Upon seeing social and mainstream media reports, said Mbalula, he phoned the sheriff and asked if it was necessary to stage “a movie” outside the ANC head office and to what end.
“When I was in Algeria people said Mbalula ran away … I called the sheriff and said what is this movie you are organising. He said ‘no, this is not a movie, the truck was just passing’,” said Mbalula.
“I said what is your problem, what is this movie you are organising there at Luthuli House with some truck there. How can you come with a small truck which can probably fit just one table. They come here for that movie and Mahlengi [Bhengu-Motsiri] must explain the whole day.
“At the end of the day, if we are found by the apex court that we must pay, we will pay these thugs. But how do we pay a debt that does not exist.”
Mbalula said the party was heading to Braamfontein as the last resort in the protracted legal wrangle with Ezulweni, because certain key evidence was ignored by the Supreme Court of Appeals (SCA) in Mangaung, Free State.
No contractual obligation
He added that it was fact that he, as then head of elections in 2019, as well as Paul Mashatile as finance boss never entered into a contractual obligation with the company.
Instead, Mbalula claimed, it was two junior staffers, one who worked in his office who connived and colluded with Ezulweni to “defraud the ANC”.

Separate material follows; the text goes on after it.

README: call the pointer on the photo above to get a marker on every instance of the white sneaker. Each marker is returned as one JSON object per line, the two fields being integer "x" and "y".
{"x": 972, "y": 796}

Mbalula said there was no way the ANC would ever procure election posters amounting to R102-million that Ezulweni claims it is owed.
The ANC had long taken steps to absolve itself from the claimed debt, he said, through the commissioning of a forensic investigation.
He said an investigation found that the two junior staffers had engaged in criminality and were bribed by Ezulweni, and that this is information the ANC sought to brought before court as evidence.
However, he continued, the SCA rejected the evidence, which he believes has direct impact to clear the ANC from the saga.
“It is not for the first time that people are conniving with our staff members to make money out of the organisation that is poor as the ANC.
“Now we must part with millions of rands that we could be using to pay people that have genuinely rendered services to the organisation.
“That is our battle with these people who have sat down, empowered by our staff members to defraud the ANC.”